Hi all

Interesting and by the looks of things very solid project you have here with 
SOLR, however ..

I have an index that contains a large number of "phrases" that I need to search 
for over, each of these phrases is fairly small being on average about 4 words 
long.

The search terms that I am given to search these phrases are very long, and 
quite arbitrary, sometimes the search terms will be up to 25 words long.

As such the performance of my index when built naively is sporadic sometimes 
searches are very fast on average they are somewhat slower.

I have attempted to improve this situation by using shingling for the phrases 
and the related search queries, in my schema I have the following


    <fieldType name="bigramed_phrase" class="solr.TextField" 
positionIncrementGap="100">
      <analyzer type="index">
        <tokenizer class="solr.WhitespaceTokenizerFactory"/>
        <filter class="solr.LowerCaseFilterFactory"/>
        <filter class="solr.ShingleFilterFactory" outputUnigrams="true" 
outputUnigramIfNoNgram="true" />
      </analyzer>
      <analyzer type="query">
        <tokenizer class="solr.WhitespaceTokenizerFactory"/>
        <filter class="solr.LowerCaseFilterFactory"/>
        <filter class="solr.ShingleFilterFactory" outputUnigrams="false" 
outputUnigramIfNoNgram="true" />
      </analyzer>
    </fieldType>

In the indexes, as seen with luke I do indeed have a large range of shingled 
terms.

When I run the analyser for either query or index terms I also see the 
breakdown 
with the shingled terms correctly displayed.

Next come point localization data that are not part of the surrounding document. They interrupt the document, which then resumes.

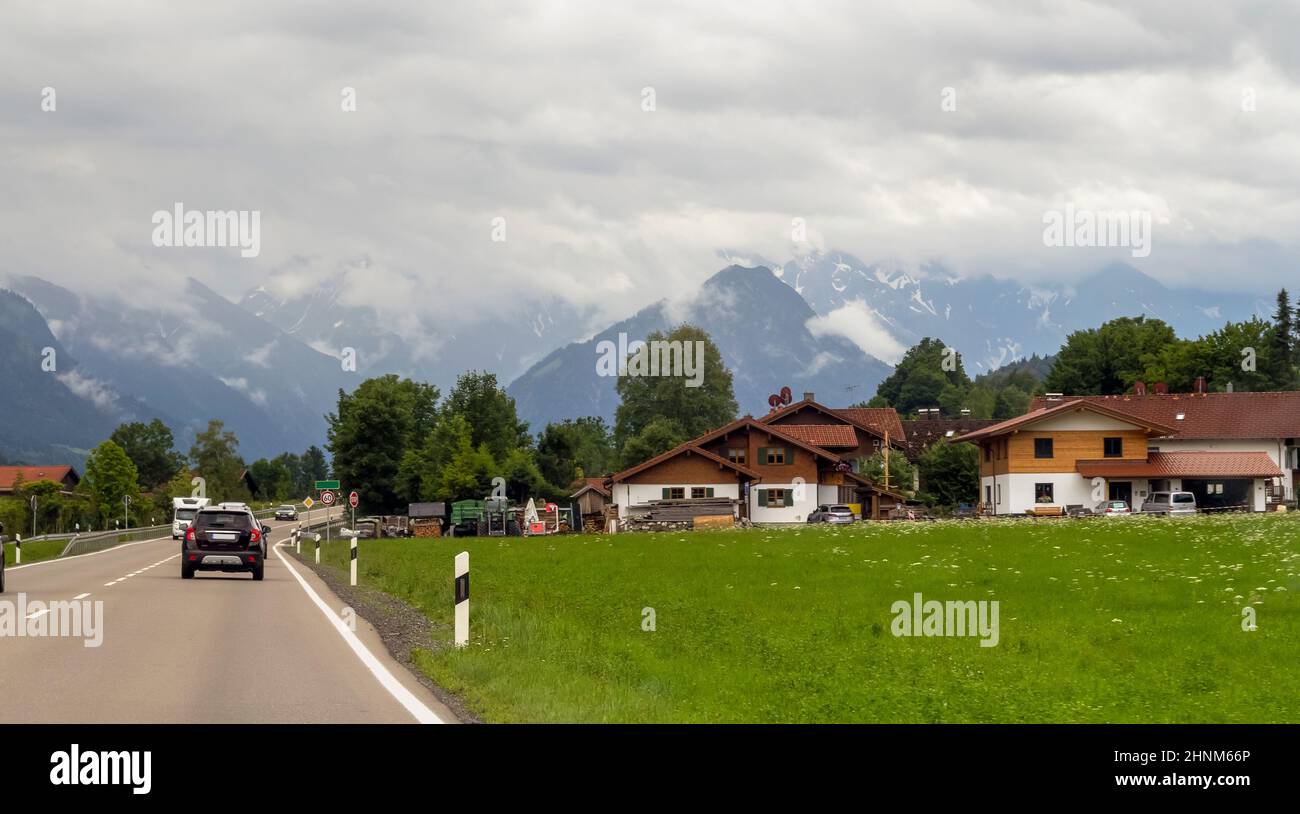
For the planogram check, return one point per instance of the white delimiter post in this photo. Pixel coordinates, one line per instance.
(462, 598)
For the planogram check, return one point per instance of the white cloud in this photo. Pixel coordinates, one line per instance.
(90, 389)
(858, 324)
(467, 113)
(241, 384)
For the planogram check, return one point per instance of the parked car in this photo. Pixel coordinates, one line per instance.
(1113, 509)
(1170, 503)
(224, 540)
(832, 514)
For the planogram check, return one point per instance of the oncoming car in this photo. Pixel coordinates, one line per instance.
(831, 514)
(224, 538)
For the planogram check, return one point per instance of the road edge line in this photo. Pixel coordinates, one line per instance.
(417, 709)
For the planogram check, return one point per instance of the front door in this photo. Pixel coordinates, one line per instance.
(1122, 490)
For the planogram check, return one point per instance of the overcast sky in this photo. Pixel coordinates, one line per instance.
(765, 112)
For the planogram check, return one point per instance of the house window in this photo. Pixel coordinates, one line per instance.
(775, 455)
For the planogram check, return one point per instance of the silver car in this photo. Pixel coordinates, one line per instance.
(1169, 503)
(832, 514)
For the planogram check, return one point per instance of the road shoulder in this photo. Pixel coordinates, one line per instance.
(389, 628)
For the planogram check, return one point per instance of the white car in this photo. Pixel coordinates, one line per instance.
(1170, 503)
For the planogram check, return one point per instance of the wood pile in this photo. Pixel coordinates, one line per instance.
(425, 528)
(679, 515)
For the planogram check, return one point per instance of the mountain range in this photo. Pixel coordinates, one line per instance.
(271, 366)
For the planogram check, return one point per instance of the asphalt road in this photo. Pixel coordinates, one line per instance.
(215, 649)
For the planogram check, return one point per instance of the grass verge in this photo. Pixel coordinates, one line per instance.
(1136, 619)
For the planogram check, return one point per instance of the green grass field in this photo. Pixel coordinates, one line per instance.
(1135, 619)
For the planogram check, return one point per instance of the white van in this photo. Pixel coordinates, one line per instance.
(182, 511)
(1169, 503)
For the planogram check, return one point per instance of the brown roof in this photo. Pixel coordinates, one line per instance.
(1066, 406)
(822, 434)
(8, 475)
(1209, 415)
(688, 447)
(596, 484)
(879, 419)
(872, 419)
(924, 432)
(1184, 464)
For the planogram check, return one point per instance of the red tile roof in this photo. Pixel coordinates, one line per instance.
(1051, 408)
(822, 434)
(1209, 415)
(1184, 464)
(879, 419)
(596, 484)
(8, 475)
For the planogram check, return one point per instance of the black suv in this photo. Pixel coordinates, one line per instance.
(224, 540)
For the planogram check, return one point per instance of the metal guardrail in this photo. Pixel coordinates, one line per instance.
(98, 541)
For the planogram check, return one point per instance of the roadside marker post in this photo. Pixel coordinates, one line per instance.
(462, 598)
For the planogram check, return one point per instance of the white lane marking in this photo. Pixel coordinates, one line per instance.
(124, 545)
(403, 696)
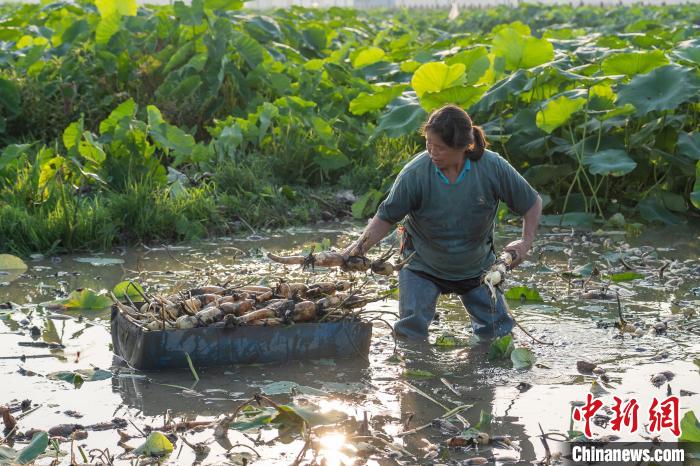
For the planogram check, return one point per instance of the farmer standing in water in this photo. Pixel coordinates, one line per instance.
(447, 197)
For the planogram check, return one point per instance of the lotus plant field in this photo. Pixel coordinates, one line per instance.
(121, 123)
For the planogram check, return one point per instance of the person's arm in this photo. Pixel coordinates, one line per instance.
(531, 220)
(374, 232)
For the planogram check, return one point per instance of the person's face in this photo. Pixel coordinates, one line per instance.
(441, 154)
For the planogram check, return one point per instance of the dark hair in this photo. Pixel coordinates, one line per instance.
(455, 128)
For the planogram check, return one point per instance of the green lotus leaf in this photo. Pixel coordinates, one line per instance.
(87, 299)
(653, 210)
(437, 76)
(250, 49)
(107, 27)
(695, 195)
(190, 15)
(223, 4)
(633, 63)
(520, 51)
(315, 37)
(156, 444)
(557, 112)
(476, 62)
(464, 96)
(369, 56)
(502, 91)
(615, 162)
(625, 276)
(128, 288)
(10, 97)
(124, 110)
(123, 7)
(519, 26)
(688, 50)
(689, 145)
(401, 120)
(38, 445)
(544, 174)
(524, 293)
(366, 102)
(663, 88)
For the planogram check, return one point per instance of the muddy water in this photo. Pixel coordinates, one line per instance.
(382, 388)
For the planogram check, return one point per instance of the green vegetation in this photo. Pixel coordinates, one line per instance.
(121, 124)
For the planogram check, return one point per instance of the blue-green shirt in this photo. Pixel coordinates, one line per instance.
(451, 224)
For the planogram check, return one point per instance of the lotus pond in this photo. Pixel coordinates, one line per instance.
(122, 123)
(403, 404)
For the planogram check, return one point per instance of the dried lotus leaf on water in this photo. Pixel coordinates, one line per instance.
(237, 308)
(323, 287)
(269, 322)
(262, 297)
(304, 311)
(207, 298)
(330, 301)
(284, 290)
(191, 306)
(256, 288)
(263, 313)
(185, 322)
(210, 289)
(356, 264)
(328, 259)
(298, 288)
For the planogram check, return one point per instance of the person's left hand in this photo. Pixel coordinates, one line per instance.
(520, 248)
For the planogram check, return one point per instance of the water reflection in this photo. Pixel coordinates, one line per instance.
(463, 377)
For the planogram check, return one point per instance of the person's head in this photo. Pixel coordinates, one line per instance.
(449, 132)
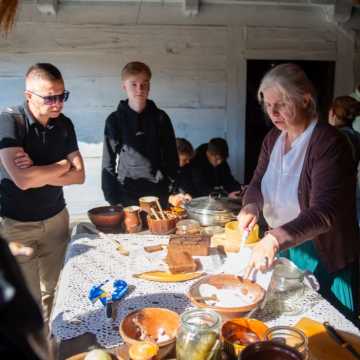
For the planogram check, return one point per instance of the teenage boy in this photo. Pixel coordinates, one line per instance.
(39, 155)
(139, 154)
(210, 170)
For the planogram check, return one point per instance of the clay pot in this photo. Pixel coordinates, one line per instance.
(148, 202)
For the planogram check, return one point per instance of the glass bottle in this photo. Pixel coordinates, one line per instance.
(198, 336)
(289, 336)
(287, 289)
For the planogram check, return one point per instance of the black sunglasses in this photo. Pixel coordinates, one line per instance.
(53, 99)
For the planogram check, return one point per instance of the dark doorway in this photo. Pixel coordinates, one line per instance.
(321, 73)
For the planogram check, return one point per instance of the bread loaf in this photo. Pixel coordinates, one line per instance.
(179, 262)
(195, 245)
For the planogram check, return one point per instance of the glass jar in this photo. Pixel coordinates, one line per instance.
(289, 336)
(287, 289)
(198, 336)
(132, 219)
(188, 227)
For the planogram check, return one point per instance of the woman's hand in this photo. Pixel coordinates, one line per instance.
(22, 160)
(263, 255)
(179, 199)
(18, 249)
(248, 216)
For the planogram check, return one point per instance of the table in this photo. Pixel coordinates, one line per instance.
(92, 258)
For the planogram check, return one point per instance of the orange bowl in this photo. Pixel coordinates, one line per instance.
(106, 217)
(163, 226)
(237, 333)
(253, 292)
(153, 324)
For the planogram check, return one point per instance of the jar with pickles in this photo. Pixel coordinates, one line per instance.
(199, 335)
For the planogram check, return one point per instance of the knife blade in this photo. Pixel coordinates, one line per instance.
(340, 340)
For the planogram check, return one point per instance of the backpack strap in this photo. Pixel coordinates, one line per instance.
(22, 126)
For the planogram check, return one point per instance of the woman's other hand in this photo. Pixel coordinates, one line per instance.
(263, 255)
(179, 199)
(248, 216)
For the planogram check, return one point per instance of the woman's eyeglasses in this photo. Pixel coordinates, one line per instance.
(53, 99)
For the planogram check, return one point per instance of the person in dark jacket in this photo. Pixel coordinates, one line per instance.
(139, 153)
(183, 183)
(210, 170)
(342, 114)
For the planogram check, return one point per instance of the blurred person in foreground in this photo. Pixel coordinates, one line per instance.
(305, 175)
(21, 323)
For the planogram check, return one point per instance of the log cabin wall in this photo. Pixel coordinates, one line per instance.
(198, 64)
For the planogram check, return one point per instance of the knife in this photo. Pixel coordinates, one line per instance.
(340, 340)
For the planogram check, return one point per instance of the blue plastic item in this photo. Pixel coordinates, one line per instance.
(97, 292)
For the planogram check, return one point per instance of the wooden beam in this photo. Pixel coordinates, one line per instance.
(191, 7)
(342, 11)
(47, 7)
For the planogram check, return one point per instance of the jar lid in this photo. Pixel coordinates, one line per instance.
(188, 224)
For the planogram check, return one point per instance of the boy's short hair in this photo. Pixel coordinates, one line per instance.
(135, 68)
(44, 71)
(218, 146)
(184, 146)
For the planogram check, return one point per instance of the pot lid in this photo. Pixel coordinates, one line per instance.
(210, 205)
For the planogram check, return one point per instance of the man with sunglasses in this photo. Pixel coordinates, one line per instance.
(39, 155)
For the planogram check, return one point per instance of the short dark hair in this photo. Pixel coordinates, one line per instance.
(44, 71)
(184, 146)
(218, 146)
(346, 109)
(135, 68)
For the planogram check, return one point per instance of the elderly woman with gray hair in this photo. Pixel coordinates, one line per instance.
(304, 185)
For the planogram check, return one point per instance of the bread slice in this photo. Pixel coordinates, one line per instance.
(195, 245)
(180, 262)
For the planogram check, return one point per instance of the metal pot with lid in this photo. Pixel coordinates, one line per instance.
(213, 210)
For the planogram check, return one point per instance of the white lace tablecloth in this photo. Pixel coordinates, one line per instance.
(92, 259)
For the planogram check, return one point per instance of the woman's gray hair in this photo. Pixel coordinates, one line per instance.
(292, 82)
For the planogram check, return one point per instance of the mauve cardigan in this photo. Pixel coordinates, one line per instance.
(326, 196)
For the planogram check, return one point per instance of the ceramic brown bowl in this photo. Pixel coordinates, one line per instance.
(238, 333)
(163, 226)
(155, 324)
(253, 292)
(106, 217)
(148, 202)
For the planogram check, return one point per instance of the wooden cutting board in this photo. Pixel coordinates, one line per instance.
(321, 345)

However when I attempt to use this in a query I do not see the terms applied in 
the debug output, for example with the term "short red evil fox" I would expect 
to see the shingles
'short_red' 'red_evil' 'evil_fox'

but instead I get the following

"debug":{
  "rawquerystring":"short red evil fox",
  "querystring":"short red evil fox",
  "parsedquery":"+() ()",
  "parsedquery_toString":"+() ()",
  "explain":{},
  "QParser":"DisMaxQParser",
  "altquerystring":null,
  "boostfuncs":null,
  "filter_queries":["atomId:(8235 100000914 100000911 )"],
  "parsed_filter_queries":["atomId:8235 atomId:100000914 atomId:100000911"],
  "timing":{ ......

Does anyone know what I could be doing wrong here, is it a bug in the debug 
output, a stupid mistake misconception or piece of idiocy on my part or 
something else.


Many thanks

-- Greg Bowyer


Reply via email to